Adoptive transfer of primary (unmodified) or genetically engineered antigen-specific T cells has demonstrated astonishing clinical results in the treatment of infections and some malignancies. The definition of optimal targets and antigen receptors as well as the differentiation status of transferred T cells are emerging as crucial parameters for generating cell products with predictable efficacy and safety profiles.
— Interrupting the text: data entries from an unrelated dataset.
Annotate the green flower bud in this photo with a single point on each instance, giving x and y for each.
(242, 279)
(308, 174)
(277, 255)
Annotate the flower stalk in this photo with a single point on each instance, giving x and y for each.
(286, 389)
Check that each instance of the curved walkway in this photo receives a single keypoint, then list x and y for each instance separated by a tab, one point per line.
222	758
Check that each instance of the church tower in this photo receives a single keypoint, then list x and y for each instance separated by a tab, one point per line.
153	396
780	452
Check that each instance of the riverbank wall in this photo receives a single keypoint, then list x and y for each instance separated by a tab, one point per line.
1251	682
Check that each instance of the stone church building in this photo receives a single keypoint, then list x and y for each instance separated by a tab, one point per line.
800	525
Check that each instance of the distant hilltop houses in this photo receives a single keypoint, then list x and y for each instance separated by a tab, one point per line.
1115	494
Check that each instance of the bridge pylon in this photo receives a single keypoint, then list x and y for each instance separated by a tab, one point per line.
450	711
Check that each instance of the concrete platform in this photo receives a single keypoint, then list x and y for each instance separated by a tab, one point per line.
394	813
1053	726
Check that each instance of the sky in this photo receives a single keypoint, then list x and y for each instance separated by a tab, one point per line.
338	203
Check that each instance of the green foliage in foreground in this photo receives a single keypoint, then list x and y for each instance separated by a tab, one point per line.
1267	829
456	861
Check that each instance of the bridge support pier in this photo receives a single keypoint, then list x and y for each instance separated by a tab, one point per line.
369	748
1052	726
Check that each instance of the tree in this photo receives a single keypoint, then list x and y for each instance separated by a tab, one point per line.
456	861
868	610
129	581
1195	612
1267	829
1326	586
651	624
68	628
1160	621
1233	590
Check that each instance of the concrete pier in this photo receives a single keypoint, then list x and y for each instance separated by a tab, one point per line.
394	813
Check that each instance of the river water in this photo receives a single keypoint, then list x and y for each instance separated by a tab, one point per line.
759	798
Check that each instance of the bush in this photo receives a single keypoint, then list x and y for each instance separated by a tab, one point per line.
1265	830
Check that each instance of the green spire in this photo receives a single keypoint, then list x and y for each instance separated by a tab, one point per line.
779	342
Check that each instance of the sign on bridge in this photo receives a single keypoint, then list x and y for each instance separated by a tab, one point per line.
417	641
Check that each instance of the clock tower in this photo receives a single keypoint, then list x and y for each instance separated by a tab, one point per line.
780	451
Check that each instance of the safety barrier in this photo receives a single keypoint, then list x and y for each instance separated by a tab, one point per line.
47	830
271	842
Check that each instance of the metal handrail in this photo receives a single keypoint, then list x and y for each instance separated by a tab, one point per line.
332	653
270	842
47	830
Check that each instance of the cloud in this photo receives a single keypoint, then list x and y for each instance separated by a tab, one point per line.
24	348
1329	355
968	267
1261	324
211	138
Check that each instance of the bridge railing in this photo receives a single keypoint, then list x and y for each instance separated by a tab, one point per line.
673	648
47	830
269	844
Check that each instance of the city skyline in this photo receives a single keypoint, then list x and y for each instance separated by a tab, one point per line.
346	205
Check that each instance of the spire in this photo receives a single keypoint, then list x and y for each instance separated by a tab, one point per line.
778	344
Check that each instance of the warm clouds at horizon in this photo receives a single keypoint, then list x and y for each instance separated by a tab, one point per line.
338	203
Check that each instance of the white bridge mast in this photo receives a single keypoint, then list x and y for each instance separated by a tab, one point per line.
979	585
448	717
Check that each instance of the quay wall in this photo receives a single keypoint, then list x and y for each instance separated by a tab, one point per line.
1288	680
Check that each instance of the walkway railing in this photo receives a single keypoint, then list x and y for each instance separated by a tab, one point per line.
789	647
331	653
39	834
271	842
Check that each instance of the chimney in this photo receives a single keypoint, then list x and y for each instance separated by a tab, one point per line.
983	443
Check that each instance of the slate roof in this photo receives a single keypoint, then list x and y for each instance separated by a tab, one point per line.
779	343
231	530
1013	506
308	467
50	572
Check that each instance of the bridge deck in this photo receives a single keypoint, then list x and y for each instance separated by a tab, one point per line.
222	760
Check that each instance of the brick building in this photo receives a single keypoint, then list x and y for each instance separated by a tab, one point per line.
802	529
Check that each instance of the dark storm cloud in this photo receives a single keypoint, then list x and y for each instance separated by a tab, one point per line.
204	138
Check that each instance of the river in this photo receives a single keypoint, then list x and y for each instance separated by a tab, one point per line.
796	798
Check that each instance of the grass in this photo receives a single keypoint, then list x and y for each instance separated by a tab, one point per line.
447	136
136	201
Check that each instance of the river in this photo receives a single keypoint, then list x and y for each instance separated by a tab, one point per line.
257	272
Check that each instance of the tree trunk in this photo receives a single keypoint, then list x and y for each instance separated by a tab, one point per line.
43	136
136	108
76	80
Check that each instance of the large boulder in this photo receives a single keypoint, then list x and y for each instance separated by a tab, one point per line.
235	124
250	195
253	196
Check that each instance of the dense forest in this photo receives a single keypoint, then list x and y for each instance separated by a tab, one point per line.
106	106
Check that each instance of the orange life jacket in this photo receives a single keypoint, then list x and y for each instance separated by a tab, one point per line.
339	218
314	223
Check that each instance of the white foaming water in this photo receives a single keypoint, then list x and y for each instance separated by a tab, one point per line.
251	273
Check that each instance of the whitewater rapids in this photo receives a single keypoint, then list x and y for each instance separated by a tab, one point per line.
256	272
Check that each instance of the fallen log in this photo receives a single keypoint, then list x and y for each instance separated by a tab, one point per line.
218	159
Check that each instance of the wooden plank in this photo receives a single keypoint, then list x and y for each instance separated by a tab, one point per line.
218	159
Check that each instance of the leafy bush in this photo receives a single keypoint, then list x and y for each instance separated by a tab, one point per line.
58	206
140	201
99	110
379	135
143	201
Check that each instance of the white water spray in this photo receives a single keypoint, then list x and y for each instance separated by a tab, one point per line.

Our laboratory has demonstrated that defined subsets within the memory CD8⁺ T cell compartment fulfill all key characteristics of adult tissue stem cells and are essential for robust and long-term maintained responses upon adoptive transfer. We have developed clinical multi-parameter enrichment technologies to purify these memory stem cells for clinical applications. In my presentation I will report on the status of ongoing clinical trials using such purified cell products either as a primary T cell population for the treatment of infections upon allogeneic stem cell transplantation or after genetic modification with a CD19 CAR for the treatment of malignancies (collaboration with Stan Riddell, FHCC/Seattle). Infusing small numbers of T cells within a memory stem cell product can be highly effective therapeutically, but bears some risk of toxicity. Therefore, safeguards that allow selective depletion of transferred cells in the case of un-tolerable side effects may be needed to further improve adoptive immunotherapy. I will present results exploring the capacity of a truncated version of EGFR (EGFRt) co-expressed with T cells expressing a CD19-CAR. In pre-clinical mouse models we demonstrate that application of Cetuximab, which binds to EGFRt, confers selective depletion of adoptively transferred CAR-T cells in vivo.  Long-term B cell aplasia, which is a main side effect of CD19-CAR T cell therapy,  can be completely reverted with this strategy. Vaccination studies upon B cell recovery demonstrate full functionality of antigen-specific antibody formation. EGFRt co-expressing CD19-CAR T cells have been successfully transferred into first human patients, providing the option to test for the first time in a clinical setting whether treatment of B cell aplasia after long-term leukemia remission can be achieved by selective depletion.